I broke out my patch skates over the weekend (they have been sadly ignored since this summer) and - I have missed the patch time. 

The kids - Toby especially - are in their pre-Christmas/holiday frenzy.  This too shall pass ROFL.

November 19, 2007

Pay It Forward

I'm playing!  I like this idea.  I came across it first on Cece's blog.  I am pirating liberally from her text as I am in a rush...

I will send a handmade gift to the first 3 people who leave a comment on my blog requesting to join this PIF exchange. I don’t know what that gift will be yet and you may not receive it tomorrow or next week, but you will receive it within 365 days, that is my promise! The only thing you have to do in return is pay it forward by making the same promise on your blog.  So, if you are interested in receiving a handmade something from SaraSkates, leave a comment. The first three will receive something...........knitted, sewn, food? Who knows?

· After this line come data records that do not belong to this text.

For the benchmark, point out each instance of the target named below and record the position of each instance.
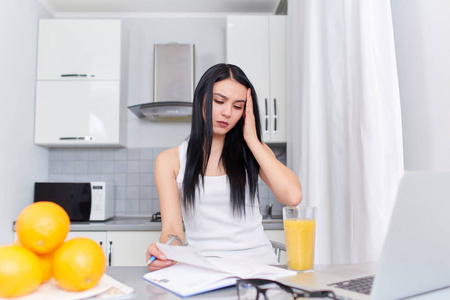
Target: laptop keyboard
(361, 285)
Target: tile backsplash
(131, 171)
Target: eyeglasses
(253, 289)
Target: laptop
(415, 260)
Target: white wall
(422, 41)
(21, 162)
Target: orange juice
(300, 236)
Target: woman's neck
(215, 167)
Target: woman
(211, 181)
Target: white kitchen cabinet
(78, 90)
(278, 236)
(79, 47)
(121, 248)
(257, 44)
(70, 112)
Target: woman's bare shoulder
(168, 159)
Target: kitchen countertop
(131, 223)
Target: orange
(42, 226)
(46, 262)
(20, 271)
(78, 264)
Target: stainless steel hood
(173, 84)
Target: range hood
(173, 85)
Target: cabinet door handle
(110, 253)
(266, 118)
(275, 116)
(78, 75)
(77, 138)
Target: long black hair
(240, 165)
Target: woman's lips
(222, 123)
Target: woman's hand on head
(249, 129)
(161, 260)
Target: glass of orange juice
(300, 231)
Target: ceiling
(162, 6)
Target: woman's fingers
(249, 104)
(160, 261)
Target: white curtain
(345, 140)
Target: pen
(152, 258)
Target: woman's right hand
(161, 260)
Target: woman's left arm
(280, 179)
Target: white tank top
(212, 228)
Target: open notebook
(416, 255)
(194, 274)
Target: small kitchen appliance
(83, 201)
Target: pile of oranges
(41, 253)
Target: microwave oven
(83, 201)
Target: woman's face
(229, 99)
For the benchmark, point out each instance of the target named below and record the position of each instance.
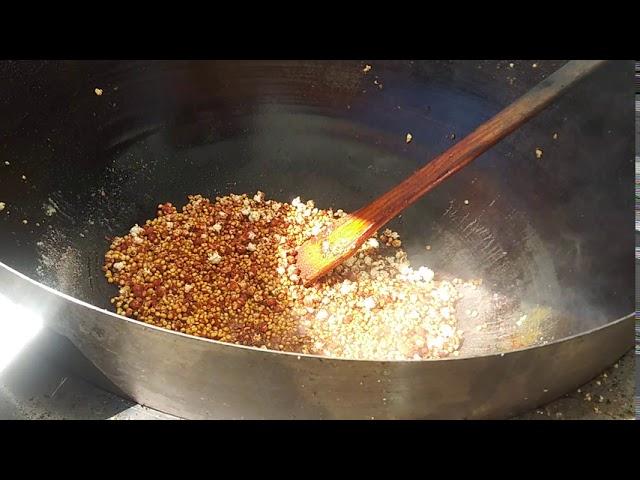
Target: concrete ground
(32, 387)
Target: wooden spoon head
(321, 254)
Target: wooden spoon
(319, 255)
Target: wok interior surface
(549, 237)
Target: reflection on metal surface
(18, 326)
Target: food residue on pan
(225, 270)
(539, 153)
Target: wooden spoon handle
(387, 206)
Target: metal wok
(550, 237)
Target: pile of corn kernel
(225, 270)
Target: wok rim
(137, 323)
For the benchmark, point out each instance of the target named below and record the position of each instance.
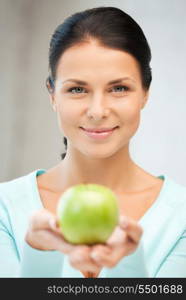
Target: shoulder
(15, 186)
(175, 193)
(17, 190)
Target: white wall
(29, 134)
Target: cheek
(131, 118)
(68, 114)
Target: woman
(99, 82)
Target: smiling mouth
(99, 134)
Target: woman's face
(98, 88)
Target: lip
(99, 133)
(98, 130)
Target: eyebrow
(110, 82)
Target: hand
(44, 234)
(122, 242)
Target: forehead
(92, 59)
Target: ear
(50, 88)
(145, 98)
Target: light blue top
(161, 253)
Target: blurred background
(29, 134)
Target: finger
(131, 227)
(81, 260)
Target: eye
(76, 90)
(120, 88)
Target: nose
(98, 108)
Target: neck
(117, 172)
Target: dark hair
(112, 28)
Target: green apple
(87, 213)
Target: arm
(31, 262)
(174, 264)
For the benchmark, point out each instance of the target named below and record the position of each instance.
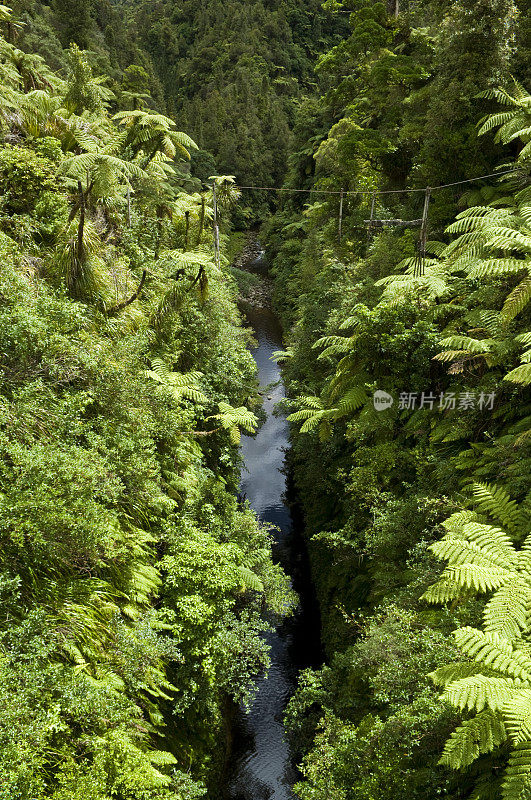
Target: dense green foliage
(409, 99)
(134, 586)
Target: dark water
(260, 766)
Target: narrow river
(261, 768)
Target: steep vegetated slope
(134, 586)
(417, 94)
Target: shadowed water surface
(261, 768)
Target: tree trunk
(81, 226)
(187, 232)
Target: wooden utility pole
(216, 228)
(340, 232)
(128, 206)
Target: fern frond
(494, 651)
(495, 501)
(480, 692)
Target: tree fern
(495, 682)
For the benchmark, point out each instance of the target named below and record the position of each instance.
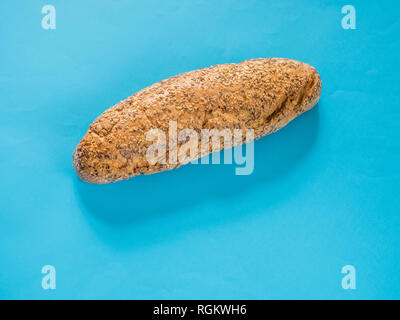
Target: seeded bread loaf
(259, 94)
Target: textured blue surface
(324, 192)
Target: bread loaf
(259, 94)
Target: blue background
(324, 192)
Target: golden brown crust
(259, 94)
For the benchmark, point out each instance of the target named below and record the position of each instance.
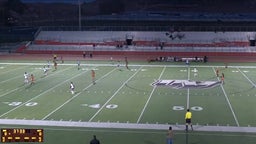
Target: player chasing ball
(72, 88)
(93, 77)
(188, 117)
(26, 80)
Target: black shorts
(188, 121)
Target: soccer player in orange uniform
(93, 76)
(72, 88)
(188, 117)
(126, 63)
(55, 64)
(217, 72)
(222, 78)
(32, 79)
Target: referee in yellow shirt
(188, 118)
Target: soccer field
(144, 97)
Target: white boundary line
(22, 86)
(142, 112)
(144, 65)
(12, 70)
(76, 95)
(227, 99)
(246, 77)
(188, 88)
(134, 126)
(113, 95)
(42, 93)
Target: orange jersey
(93, 73)
(32, 78)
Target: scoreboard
(21, 135)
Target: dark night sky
(50, 1)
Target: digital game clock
(21, 135)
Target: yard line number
(180, 108)
(19, 103)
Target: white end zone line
(74, 124)
(150, 97)
(227, 99)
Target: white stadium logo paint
(183, 84)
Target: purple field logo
(183, 84)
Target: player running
(188, 117)
(45, 70)
(72, 88)
(217, 72)
(195, 72)
(222, 78)
(78, 65)
(126, 63)
(26, 78)
(93, 76)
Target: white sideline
(139, 65)
(145, 126)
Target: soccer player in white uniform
(72, 88)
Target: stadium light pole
(79, 15)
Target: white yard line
(25, 85)
(16, 77)
(131, 126)
(113, 95)
(188, 88)
(76, 95)
(227, 99)
(41, 93)
(142, 112)
(246, 77)
(140, 65)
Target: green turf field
(124, 105)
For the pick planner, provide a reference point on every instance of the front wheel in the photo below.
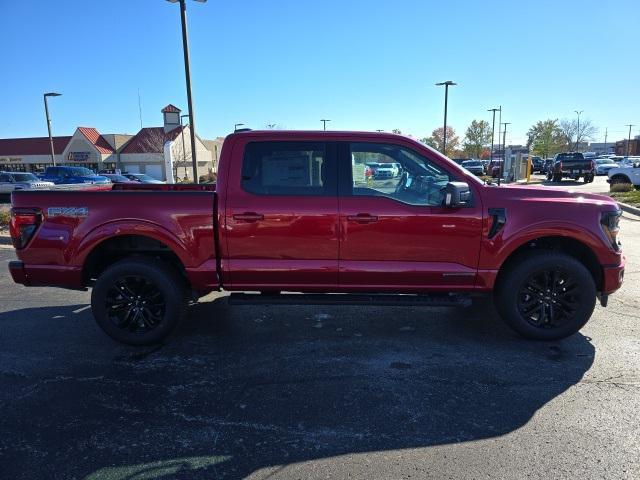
(546, 296)
(139, 301)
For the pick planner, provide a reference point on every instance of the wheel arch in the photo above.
(109, 250)
(557, 243)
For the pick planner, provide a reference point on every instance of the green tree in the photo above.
(477, 137)
(436, 140)
(546, 138)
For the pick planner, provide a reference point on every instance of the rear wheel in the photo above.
(139, 301)
(619, 179)
(546, 296)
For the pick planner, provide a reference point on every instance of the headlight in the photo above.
(609, 221)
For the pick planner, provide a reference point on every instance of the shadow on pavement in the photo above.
(238, 390)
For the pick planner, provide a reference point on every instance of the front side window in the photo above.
(287, 168)
(399, 174)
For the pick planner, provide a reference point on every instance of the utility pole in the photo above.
(187, 74)
(493, 128)
(578, 130)
(504, 147)
(46, 112)
(629, 138)
(184, 151)
(446, 84)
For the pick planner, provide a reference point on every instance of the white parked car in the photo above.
(628, 174)
(10, 181)
(603, 165)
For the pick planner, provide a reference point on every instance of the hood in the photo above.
(549, 195)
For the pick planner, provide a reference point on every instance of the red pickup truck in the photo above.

I have finished a long-languishing set of FuzzyFeet (knit giant slippers out of two strands of Cascade 220, shrink the heck out of it to felt them into my size).  They have been nearly done for quite some time, and then a trade opportunity came up for the Cascade 220 for some Kauni yarn, and I jumped at the oppotunity to finish a WIP and trade for something I have plans for (details to come).

November 11, 2007

Wayback Machine Contest

KitKatKnit is having a contest - blog about what you were knitting a year ago, and post the link to her blog in the comments. You have to be old though - I'm pretty sure I qualify ;)  I spent 5 of my growing up years living out of the country so have large cultural knowledge holes when it comes to TV - but technically I was old enough LOL.

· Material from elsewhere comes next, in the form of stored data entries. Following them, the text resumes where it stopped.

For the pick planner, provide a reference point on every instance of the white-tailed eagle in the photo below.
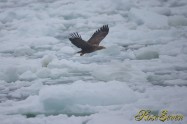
(93, 43)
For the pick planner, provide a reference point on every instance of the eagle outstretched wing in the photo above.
(76, 39)
(99, 35)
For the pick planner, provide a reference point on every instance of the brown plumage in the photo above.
(93, 43)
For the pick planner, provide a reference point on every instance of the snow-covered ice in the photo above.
(44, 81)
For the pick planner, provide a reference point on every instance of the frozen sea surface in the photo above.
(44, 81)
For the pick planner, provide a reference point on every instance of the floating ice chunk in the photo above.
(163, 10)
(150, 19)
(67, 50)
(68, 98)
(46, 60)
(177, 21)
(21, 51)
(43, 73)
(28, 76)
(147, 55)
(11, 74)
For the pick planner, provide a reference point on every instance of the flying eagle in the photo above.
(93, 43)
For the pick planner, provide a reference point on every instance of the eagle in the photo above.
(92, 44)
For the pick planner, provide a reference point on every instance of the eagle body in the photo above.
(92, 44)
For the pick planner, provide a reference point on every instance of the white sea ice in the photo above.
(43, 79)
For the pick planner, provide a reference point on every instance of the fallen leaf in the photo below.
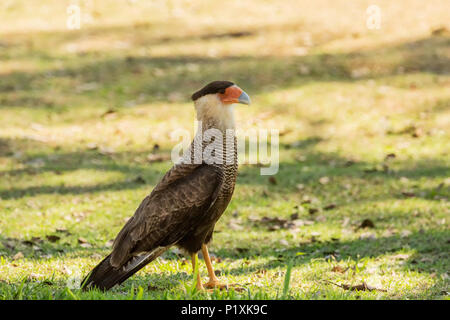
(139, 180)
(359, 287)
(19, 255)
(324, 180)
(52, 238)
(389, 156)
(405, 233)
(158, 157)
(367, 223)
(82, 240)
(408, 194)
(367, 236)
(330, 206)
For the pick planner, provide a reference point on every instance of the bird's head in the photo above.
(214, 102)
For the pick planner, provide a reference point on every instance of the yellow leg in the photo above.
(213, 281)
(194, 259)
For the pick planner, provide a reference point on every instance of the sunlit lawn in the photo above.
(363, 117)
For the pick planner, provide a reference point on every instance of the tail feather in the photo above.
(104, 276)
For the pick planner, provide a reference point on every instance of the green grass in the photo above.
(81, 110)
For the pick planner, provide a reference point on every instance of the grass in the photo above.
(81, 110)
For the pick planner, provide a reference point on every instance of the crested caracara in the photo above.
(185, 205)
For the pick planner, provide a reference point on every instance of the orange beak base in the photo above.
(233, 94)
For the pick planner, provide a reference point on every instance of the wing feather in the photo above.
(175, 206)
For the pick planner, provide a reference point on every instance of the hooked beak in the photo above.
(244, 98)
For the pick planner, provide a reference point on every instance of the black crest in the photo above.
(213, 87)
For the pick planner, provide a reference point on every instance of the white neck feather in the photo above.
(213, 113)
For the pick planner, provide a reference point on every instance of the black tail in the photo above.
(104, 276)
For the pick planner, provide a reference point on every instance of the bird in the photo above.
(183, 208)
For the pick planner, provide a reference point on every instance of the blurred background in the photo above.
(361, 98)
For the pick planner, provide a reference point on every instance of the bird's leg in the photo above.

A year ago, I was finishing up a gift sweater which involved some steeking to fix a mis-count on where I had put the neckline - changing it from a V-neck to a U-neck with a band.  I was also just starting Poppy, which egads, I am finally getting around to finishing right now.  I have about 2/3 of the second sleeve done - then some minimal sewing and a finish around the collar I believe.  I would be done with the sleeve now except that it took me not 1, not 2, not 3, but FOUR tries to get the second sleeve to be the right number of stitches (the third time, I got a good 4 inches up before I realized i had cast on at least 10 too few stitches - the sleeve was 2 inches smaller in circumference than sleeve #1).  And, on this try of the sleeve, I knit an extra two inches following the pattern rather than the mods I had done to sleeve #1 - so rip the two inches I did.  I'm one inch back through those....and making steady if not slow progress.

It's totally time to finish Poppy IMO!

November 09, 2007

He's got the "read your knitting" brain -

Toby noted this morning while I was donning his lobster mitts that "Mama, they don't look like knitting because they don't have all those little dots".  The mitts are made out of garter stitch, not stockinette, so there are bumps all over rather than the smooth knitted stitches.

I keep meaning to blog his forays into learning how to knit.  I sat down with him a while ago and went over the through the window, around the tree, back through the window, and off the ledge! thing with him.  He totally got it.  His fingers aren't all that nimble and he didn't do a lot of stitches - but he did take a break to grab a pencil and piece of paper and write down the "Rules" - those four steps, one by one, with words and pictorial representation.   Totally cracks me up.